New U of G research aims to develop treatment for brain cancer

Glioblastoma is an aggressive form of brain cancer, with a survival rate of about five per cent.  

It’s notoriously resistant to traditional treatments like chemotherapy, radiation and surgery, and has a high relapse rate. But a team of researchers at the University of Guelph is determined to change that. 

Shaun Sanders is a neuroscientist and an assistant professor at the university. She and her team of researchers are looking into new treatments by studying the response glioblastoma creates in the GRP78 protein. 

Essentially, the protein ends up in the wrong place in the tumour cell, compared to where it would be within a healthy brain cell, moving to the outer surface. There, it rapidly divides and grows, spreading the cancer, which is why it becomes so resistant to treatment.

“There has been some promising work in animal models, where they’ve been able to use an antibody to target the cell surface of GRP78. But that’s not a viable approach going forward because it’s hard to get into the brain where the brain cancer is,” Sanders said. 

The protein is palmitoylated, meaning the cell has a “sticky tag” that acts like a postal code, directing it to the surface. This movement isn’t something that normally happens to GRP78; the researchers believe it’s a stress response in cancer cells. 

Sanders' team is trying to find a way to keep the cell from moving to the surface with enzymes by targeting GRP78. 

“Enzymes add the sticky tag, and there is another class of enzymes that remove it,” she said. They’re focusing on using enzymes because enzymes can be targeted with various drugs. 

“The end goal is to develop a small molecule inhibitor that would then be able to be given to the patients.” 

As far as she knows, they’re the only researchers in Canada looking at how the palmitoylation of GRP78 aids the spread and resilience of glioblastoma. 

Currently, they’re working with tumour cell lines they can grow in a dish, but during the second year of the project she said they will be working with model brains to simulate the response to a tumour. 

“We want to work in this really cool model system where we can grow mini-brains in culture, and then we can put a tumour in those mini brains, and watch how the tumour invades into the healthy brain tissue,” she said. “And if we stop that sticky tag from being added to GRP78, does that reduce the growth and invasion of the tumour into the healthy tissue?” 
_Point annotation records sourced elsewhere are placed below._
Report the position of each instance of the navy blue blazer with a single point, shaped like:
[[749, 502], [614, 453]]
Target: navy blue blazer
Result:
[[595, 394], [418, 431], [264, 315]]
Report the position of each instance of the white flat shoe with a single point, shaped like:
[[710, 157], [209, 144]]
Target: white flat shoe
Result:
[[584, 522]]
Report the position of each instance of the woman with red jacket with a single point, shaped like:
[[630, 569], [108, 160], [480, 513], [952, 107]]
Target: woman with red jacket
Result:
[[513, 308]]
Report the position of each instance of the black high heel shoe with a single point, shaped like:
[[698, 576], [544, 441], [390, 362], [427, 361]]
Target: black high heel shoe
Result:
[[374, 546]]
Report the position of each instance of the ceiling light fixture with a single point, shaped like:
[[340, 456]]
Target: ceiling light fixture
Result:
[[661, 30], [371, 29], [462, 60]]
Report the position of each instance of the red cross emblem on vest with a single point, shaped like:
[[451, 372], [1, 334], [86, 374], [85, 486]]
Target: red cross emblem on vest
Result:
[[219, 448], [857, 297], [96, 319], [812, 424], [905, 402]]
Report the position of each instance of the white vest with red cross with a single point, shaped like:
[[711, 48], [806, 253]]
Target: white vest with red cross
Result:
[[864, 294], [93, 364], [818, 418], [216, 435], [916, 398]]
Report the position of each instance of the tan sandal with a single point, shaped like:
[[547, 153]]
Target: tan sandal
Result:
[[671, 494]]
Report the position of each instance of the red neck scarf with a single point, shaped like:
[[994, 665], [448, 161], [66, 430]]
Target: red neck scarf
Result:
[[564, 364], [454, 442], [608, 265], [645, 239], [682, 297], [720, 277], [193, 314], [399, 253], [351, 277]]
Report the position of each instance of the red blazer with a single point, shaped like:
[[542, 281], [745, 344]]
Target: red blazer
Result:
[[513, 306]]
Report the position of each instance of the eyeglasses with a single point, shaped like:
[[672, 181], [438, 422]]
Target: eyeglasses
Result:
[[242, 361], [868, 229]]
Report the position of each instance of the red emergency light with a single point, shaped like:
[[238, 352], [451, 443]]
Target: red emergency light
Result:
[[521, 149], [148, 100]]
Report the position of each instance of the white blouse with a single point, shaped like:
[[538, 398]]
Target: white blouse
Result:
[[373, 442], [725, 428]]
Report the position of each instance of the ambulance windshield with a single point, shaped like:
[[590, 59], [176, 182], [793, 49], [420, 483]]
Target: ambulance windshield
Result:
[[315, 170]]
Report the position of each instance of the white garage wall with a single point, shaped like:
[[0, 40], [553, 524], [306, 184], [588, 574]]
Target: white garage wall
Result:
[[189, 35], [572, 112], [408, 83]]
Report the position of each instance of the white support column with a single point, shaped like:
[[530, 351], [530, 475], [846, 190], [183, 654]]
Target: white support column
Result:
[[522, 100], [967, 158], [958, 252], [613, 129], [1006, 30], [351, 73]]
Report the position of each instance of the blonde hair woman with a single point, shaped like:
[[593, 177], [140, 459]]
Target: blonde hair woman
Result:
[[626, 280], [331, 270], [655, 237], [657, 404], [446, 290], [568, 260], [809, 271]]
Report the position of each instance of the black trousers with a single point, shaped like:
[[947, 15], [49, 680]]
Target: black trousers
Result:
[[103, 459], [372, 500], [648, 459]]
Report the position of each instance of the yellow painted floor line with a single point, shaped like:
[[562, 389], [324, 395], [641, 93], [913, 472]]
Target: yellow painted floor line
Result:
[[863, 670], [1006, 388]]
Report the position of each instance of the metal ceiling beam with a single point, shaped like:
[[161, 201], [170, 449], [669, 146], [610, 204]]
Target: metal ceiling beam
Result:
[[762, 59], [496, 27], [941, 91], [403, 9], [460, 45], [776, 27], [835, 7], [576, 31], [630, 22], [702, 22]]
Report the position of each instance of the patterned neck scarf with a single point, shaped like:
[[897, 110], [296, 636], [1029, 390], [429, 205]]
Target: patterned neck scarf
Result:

The brains are a relatively new technology made by culturing organ-specific tissue from stem cells – a big step from animal models, as they can replicate the human brain response to human-derived glioblastoma cells. The models will be developed by her colleagues, Nina Jones and Jasmin Lalonde.
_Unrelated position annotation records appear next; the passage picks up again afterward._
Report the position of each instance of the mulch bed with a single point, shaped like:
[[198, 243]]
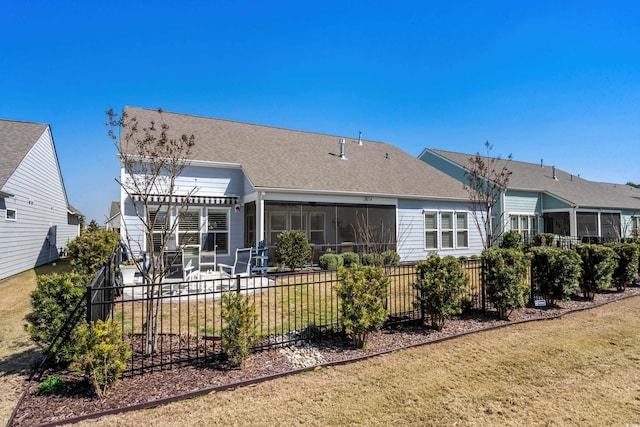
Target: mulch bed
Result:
[[77, 399]]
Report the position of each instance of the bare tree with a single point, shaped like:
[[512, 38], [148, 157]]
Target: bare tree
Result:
[[152, 161], [487, 179]]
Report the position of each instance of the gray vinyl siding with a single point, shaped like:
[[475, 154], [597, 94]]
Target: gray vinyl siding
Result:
[[550, 202], [625, 222], [411, 233], [522, 202], [444, 165], [41, 204]]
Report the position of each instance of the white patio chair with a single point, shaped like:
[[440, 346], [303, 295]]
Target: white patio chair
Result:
[[241, 265]]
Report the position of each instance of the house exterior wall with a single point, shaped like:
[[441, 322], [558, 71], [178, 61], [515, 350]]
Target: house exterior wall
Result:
[[409, 217], [626, 222], [209, 181], [411, 229], [42, 225]]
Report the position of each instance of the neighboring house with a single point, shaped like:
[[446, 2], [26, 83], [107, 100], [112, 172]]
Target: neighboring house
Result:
[[113, 222], [36, 220], [542, 198], [254, 182]]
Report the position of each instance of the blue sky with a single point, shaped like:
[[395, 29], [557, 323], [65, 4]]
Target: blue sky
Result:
[[558, 81]]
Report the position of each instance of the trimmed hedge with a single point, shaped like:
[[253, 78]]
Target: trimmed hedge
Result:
[[293, 249], [626, 270], [439, 284], [53, 302], [330, 261], [512, 240], [506, 273], [555, 272], [363, 292], [598, 265]]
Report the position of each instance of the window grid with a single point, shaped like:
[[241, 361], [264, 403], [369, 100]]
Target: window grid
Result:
[[446, 230]]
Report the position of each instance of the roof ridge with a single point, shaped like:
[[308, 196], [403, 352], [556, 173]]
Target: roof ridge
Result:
[[24, 122], [259, 125]]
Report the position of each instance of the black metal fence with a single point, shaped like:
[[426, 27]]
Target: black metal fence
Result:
[[290, 307], [104, 288]]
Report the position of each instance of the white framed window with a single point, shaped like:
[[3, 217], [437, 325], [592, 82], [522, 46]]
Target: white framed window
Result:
[[431, 230], [277, 224], [462, 229], [159, 221], [316, 232], [217, 237], [313, 224], [527, 225], [446, 222], [11, 215], [446, 230], [635, 226], [188, 227]]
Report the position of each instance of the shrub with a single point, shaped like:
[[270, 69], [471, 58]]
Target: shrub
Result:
[[372, 259], [511, 240], [390, 258], [598, 265], [555, 272], [626, 270], [100, 354], [293, 249], [239, 330], [350, 259], [363, 292], [330, 261], [51, 385], [544, 239], [505, 271], [91, 250], [53, 302], [439, 284]]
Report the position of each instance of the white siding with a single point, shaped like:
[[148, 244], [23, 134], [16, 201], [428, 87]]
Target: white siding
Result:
[[41, 204], [411, 233], [522, 202]]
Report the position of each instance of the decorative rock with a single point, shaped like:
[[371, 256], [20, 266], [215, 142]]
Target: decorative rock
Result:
[[302, 356]]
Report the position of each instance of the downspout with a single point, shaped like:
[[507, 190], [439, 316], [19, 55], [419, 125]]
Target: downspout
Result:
[[573, 222], [260, 219]]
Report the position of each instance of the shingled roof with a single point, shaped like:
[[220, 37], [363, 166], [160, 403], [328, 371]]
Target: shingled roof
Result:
[[571, 188], [275, 158], [16, 139]]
“They have developed this model for other studies, so we’re taking advantage of having great colleagues next door to do that with our project,” she said. “It allows us to do work in a human system without actually having to go directly into humans.”
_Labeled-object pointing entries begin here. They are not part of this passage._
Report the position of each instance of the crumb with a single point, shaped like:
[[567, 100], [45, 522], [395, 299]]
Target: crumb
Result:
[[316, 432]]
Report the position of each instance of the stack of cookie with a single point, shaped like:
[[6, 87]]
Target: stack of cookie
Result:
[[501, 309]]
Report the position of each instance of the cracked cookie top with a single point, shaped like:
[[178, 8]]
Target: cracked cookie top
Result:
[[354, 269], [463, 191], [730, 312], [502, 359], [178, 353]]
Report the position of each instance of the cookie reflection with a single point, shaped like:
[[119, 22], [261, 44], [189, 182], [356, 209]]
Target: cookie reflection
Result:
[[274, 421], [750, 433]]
Over the years, Sanders has studied protein malfunctions involved in epilepsy and ataxia. She began looking at palmitoylation in 2007 as an undergraduate student, where she worked on a research project for Huntington’s disease. 

But the idea to target palmitoylation in glioblastoma cells was brought to her by PhD student Andrey Petropavlovskiy. 

“I've never really worked on glioblastoma before. We were working already in the lab on palmitoylation, together with the work he had done as an undergraduate on GRP78, so he kind of came with a unique perspective that I didn't have,” she said. “And we just went with it. So far, it’s been giving really interesting findings. Having all of us together, coming up with new ideas, makes science stronger. And, and we can go in directions that I never thought that I would go.”

Sanders said she hopes she can make a difference in people's lives with this research. 

“That’s why I became a scientist,” she said. 

While it can take “quite a long time” from discovery to bedside, she hopes to be doing drug screening assay within the next five years or so, after which they would go to a drug company to develop it further.